Самвел отвечал на расспросы уклончиво и неопределенно, и его ответы не до конца удовлетворили любопытство князя-отца.
— Мать не послала с тобой письма? — спросил он.
— Как же, — Самвел вынул из-за пазухи письмо матери и передал отцу.
Отец взглянул на дату на письме и не мог скрыть удивления.
— Письмо написано давно, дорогой отец, — сказал Самвел и начал рассказывать о своих злоключениях, о своей тяжелой болезни, о том, как долго он пролежал в монастыре и так далее. Он только скрыл от отца, что после выздоровления кое-куда съездил и кое с кем повидался.
— Это очень неразумно, Самвел, — огорчился отец, — Столько времени ты пролежал в каком-то заброшенном монастыре и не дал знать ни мне, ни матери!
— Я пытался... но мои люди не могли добраться до вас. Сам знаешь, какое теперь беспокойное время. Головы слетают с плеч, как листья с дерева...
Самвел и в самом деле пробовал сообщить о своей болезни, но не отцу и не матери, а друзьям, которые тогда находились в крепости Артагерс, осажденной войсками отца и Меружана. Его люди не сумели проникнуть и крепость и поэтому о приключившемся с ним несчастье никто не знал. Отца очень огорчили испытания выпавшие на долю сына Он обнял Самвела и воскликнул:
— Господь во второй раз подарил мне тебя, мой бесценный Самвел. Хвала и слава его милосердию!
Хотя письмо было написано очень давно, для князя в нем многое могло представить интерес, и он сразу же углубился в чтение, а сыну посоветовал пройти в соседнее помещение и смыть с себя дорожную пыль. Толпа роскошно одетых слуг готова была служить ему. Все они были персы и не знали Самвела. Его отец не держал теперь армянских слуг, да никто из армян и не стал бы у него служить. Самвел оставил отца одного, а сам прошел туда, куда ему указали. Там было приготовлено все нужное для умывания.

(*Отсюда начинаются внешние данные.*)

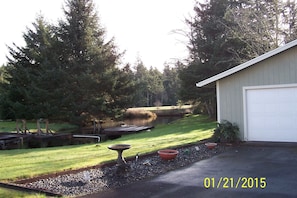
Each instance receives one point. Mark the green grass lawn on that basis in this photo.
(26, 163)
(17, 194)
(10, 126)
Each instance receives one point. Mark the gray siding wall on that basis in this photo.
(279, 69)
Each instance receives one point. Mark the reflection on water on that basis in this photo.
(141, 121)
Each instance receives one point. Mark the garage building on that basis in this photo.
(260, 95)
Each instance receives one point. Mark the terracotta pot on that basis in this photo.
(210, 145)
(167, 154)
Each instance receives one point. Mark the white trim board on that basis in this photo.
(245, 90)
(247, 64)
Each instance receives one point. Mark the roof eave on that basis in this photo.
(246, 64)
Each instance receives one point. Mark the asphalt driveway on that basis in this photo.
(250, 170)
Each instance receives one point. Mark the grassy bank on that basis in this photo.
(17, 194)
(26, 163)
(164, 110)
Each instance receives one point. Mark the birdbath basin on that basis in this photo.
(120, 148)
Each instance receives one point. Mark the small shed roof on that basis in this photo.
(246, 64)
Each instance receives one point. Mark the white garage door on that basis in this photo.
(272, 114)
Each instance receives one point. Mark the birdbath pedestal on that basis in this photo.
(120, 148)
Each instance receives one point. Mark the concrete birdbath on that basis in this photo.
(120, 148)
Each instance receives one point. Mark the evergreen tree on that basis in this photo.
(171, 84)
(32, 76)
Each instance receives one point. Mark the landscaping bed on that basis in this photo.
(108, 176)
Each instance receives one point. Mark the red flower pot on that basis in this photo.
(167, 154)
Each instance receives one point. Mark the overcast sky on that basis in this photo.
(142, 28)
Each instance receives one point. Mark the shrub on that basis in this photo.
(226, 132)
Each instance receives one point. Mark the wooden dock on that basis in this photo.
(124, 130)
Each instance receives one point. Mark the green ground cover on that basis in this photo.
(26, 163)
(5, 193)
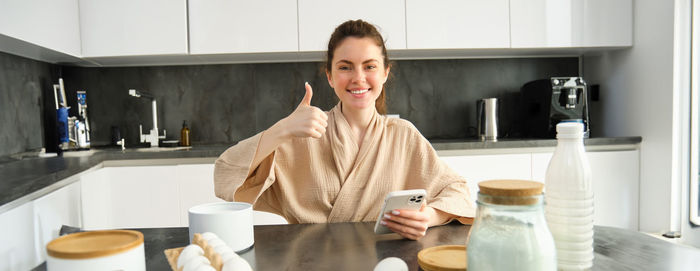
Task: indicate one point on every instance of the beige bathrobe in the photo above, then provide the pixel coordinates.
(330, 179)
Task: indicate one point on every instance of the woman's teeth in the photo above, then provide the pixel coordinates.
(359, 91)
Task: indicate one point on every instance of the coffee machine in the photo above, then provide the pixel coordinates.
(547, 102)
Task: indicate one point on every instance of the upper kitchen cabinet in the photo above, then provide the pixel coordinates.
(570, 23)
(40, 29)
(238, 26)
(460, 24)
(133, 27)
(318, 19)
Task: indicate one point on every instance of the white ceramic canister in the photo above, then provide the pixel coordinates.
(97, 250)
(231, 221)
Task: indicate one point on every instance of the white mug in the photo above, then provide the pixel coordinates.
(231, 221)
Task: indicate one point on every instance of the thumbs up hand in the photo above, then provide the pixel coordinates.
(306, 120)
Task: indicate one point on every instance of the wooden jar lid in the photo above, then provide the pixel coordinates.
(93, 244)
(511, 192)
(443, 258)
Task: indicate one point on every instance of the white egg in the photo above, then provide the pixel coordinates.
(222, 248)
(195, 263)
(205, 267)
(209, 235)
(391, 264)
(236, 264)
(228, 255)
(187, 253)
(214, 242)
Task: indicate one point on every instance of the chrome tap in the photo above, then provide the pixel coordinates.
(152, 137)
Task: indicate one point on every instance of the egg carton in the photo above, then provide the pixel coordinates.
(206, 253)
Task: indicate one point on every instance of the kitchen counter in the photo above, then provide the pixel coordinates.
(32, 177)
(353, 246)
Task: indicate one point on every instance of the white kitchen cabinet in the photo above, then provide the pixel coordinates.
(196, 186)
(18, 248)
(570, 23)
(61, 207)
(457, 24)
(130, 197)
(477, 168)
(318, 19)
(238, 26)
(615, 176)
(51, 24)
(133, 27)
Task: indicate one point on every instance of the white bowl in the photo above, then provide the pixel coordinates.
(232, 222)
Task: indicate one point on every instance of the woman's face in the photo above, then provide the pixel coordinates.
(357, 73)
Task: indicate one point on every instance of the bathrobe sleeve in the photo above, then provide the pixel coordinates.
(232, 181)
(447, 190)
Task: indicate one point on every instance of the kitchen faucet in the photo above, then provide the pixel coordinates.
(152, 137)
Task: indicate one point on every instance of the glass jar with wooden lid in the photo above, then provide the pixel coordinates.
(510, 231)
(97, 250)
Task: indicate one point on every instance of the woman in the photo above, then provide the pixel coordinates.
(337, 166)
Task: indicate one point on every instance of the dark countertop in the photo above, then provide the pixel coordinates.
(353, 246)
(35, 176)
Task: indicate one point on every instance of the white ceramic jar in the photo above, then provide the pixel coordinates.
(97, 250)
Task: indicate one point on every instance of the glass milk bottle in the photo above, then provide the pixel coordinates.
(510, 231)
(569, 199)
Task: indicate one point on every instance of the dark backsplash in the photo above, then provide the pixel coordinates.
(22, 83)
(227, 103)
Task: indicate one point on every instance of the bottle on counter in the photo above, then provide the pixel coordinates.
(569, 199)
(510, 231)
(184, 134)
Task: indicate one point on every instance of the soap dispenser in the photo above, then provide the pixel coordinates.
(184, 134)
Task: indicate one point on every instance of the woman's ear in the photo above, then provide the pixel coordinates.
(330, 79)
(386, 74)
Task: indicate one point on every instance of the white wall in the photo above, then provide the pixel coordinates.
(636, 98)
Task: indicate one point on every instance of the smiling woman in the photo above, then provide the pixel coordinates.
(337, 166)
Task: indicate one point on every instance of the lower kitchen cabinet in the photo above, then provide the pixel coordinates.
(61, 207)
(145, 196)
(130, 197)
(19, 250)
(196, 186)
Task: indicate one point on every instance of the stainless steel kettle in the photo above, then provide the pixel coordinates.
(487, 119)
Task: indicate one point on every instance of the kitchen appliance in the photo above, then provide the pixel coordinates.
(487, 119)
(73, 132)
(547, 102)
(82, 129)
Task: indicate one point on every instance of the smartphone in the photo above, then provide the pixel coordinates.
(404, 199)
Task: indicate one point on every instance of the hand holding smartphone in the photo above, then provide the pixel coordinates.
(404, 200)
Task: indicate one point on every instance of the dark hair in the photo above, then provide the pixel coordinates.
(358, 29)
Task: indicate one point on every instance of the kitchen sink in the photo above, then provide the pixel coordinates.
(81, 153)
(160, 149)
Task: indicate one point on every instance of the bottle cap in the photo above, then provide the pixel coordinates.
(568, 129)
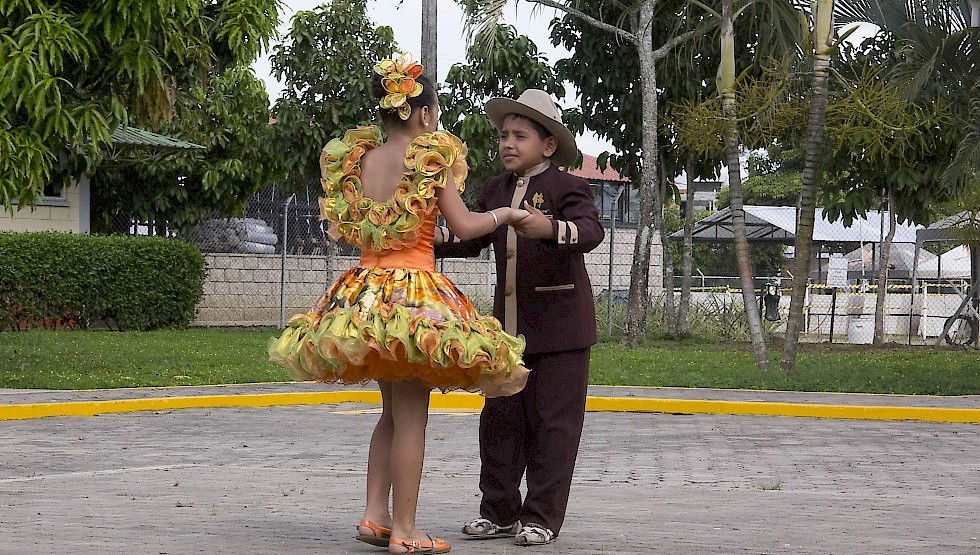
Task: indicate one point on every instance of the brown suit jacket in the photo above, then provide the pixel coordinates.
(543, 289)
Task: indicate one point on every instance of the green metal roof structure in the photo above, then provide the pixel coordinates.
(131, 137)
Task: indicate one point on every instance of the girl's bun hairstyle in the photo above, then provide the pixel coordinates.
(426, 98)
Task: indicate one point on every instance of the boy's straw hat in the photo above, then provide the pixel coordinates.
(537, 105)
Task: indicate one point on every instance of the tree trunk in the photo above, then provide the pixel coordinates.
(667, 256)
(649, 202)
(430, 40)
(726, 85)
(823, 35)
(882, 294)
(684, 312)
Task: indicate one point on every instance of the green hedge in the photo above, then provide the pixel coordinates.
(65, 280)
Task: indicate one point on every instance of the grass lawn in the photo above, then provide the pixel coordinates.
(88, 360)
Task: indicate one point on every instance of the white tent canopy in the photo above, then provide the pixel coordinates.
(952, 264)
(778, 224)
(864, 259)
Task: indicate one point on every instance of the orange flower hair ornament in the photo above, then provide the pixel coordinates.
(398, 79)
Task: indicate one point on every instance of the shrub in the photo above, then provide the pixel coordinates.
(65, 280)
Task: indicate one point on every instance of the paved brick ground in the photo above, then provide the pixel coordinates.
(290, 480)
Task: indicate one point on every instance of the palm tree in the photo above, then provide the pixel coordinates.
(823, 45)
(786, 20)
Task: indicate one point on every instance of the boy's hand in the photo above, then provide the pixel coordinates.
(535, 226)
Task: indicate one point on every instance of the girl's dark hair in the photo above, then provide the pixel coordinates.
(426, 98)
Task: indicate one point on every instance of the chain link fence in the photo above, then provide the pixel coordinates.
(276, 260)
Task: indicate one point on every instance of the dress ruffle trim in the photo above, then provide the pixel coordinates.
(369, 337)
(394, 223)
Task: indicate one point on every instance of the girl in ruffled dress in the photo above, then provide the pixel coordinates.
(393, 318)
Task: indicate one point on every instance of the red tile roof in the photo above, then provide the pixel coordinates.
(590, 171)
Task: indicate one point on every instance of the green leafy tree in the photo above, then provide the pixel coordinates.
(230, 118)
(510, 68)
(71, 72)
(325, 65)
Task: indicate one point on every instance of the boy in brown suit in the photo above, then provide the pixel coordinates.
(543, 292)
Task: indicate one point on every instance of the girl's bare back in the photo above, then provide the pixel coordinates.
(381, 171)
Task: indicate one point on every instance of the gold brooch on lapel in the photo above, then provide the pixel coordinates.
(537, 200)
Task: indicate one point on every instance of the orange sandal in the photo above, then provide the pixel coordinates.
(379, 536)
(434, 545)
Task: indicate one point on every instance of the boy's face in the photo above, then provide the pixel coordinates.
(521, 146)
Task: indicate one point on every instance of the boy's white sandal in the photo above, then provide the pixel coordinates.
(534, 534)
(483, 529)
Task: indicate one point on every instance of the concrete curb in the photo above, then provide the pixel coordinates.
(470, 401)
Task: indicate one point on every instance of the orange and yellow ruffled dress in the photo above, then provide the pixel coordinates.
(393, 317)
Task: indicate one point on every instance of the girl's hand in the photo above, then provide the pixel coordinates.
(515, 215)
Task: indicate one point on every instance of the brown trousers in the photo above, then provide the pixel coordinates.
(536, 431)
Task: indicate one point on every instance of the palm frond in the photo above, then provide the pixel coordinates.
(964, 171)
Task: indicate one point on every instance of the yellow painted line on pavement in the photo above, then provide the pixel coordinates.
(762, 408)
(471, 401)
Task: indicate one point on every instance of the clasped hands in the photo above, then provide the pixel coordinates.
(530, 222)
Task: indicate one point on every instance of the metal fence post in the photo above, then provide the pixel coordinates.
(612, 250)
(282, 266)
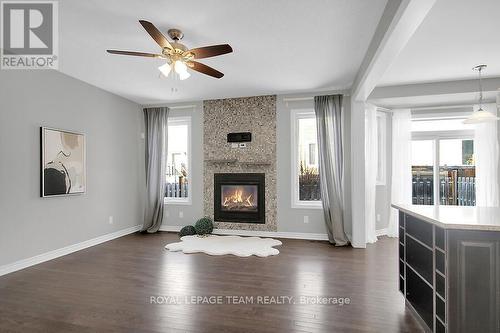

Шатер был велик, снабжен всеми возможными удобствами и напоминал скорее передвижной дворец. Искусные руки лучших мастеров того времени придали ему красоту и великолепие. Снаружи, как и подобает жилищу самых высокопоставленных особ, он был обтянут пурпурной тканью, изнутри подбит бледно-лиловой. Шатер был разделен на несколько самостоятельных отделений, предназначенных для разных надобностей и имевших отдельные входы. Вместо дверей висели шелковые занавеси с бахромой по низу. Они держались на толстых шнурах с золотыми кистями.
Все строение, носившее отпечаток персидского пристрастия к роскоши, держалось на вызолоченных деревянных столбах, расписанных тончайшим цветочным орнаментом. Десять мулов с трудом перевозили его в разобранном виде. Снова собрать и установить шатер едва удавалось за целый день. Поэтому его всегда отправляли на следующую стоянку на день раньше, чтобы было время собрать.